Google is testing out local news cards for Google Now according to a new report from Quartz, which cites Google’s VP of Search and Assist as the source of the info. The local news card is in the experimental A/B testing phase, with the aim of gathering feedback from users about whether it should go live to the broad Android user base.
The news would tell you things like nearby crimes, as well as restaurant openings and more, but tailored to your specific interests and bound to geolocation coordinates. It’d be kind of like having your town’s daily newspaper delivered directly to your phone, but perhaps more hyperlocal and having that change depending on where you are at any given moment.

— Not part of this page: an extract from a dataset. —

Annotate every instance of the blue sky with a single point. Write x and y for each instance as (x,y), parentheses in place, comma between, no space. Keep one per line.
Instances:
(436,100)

It sounds like a good idea, despite the general failure of local news initiatives like Patch, since it works by collecting news from other sources and is probably a better and more sustainable approach to digital local news than new reporting bodies. But in the larger picture of Now, it begins to beg the question of what Google wants its Android assistant to really be.
Google Now is a service that provides quick access to the information that’s most immediately pertinent to you at any given time. Right now that means popping up flight schedules, transit stops and travel ETAs to key locations like home and work, as well as weather and more. It’s the “more” that becomes potentially troubling; Now is currently pretty easy to pick up and understand, but Google has to think carefully about what new features it brings on, lest it become feature-burdened and unwieldy.
The good news is that Google is doing A/B testing with this and other new features it’s contemplating bringing to Google Now. And it’s also true that not all of the cards need to be activated, or turned on by default. But even just making them available risks overcomplicating the service and making it less intuitive and natural for users, which is a big part of its appeal. Also, local news, while a neat trick, doesn’t seem all that useful in an instantly digestible context like this one.
I have one request for Google around Now: keep it clean. There’s a lot the personal assistant ‘could’ do, but that doesn’t mean there’s a lot it should.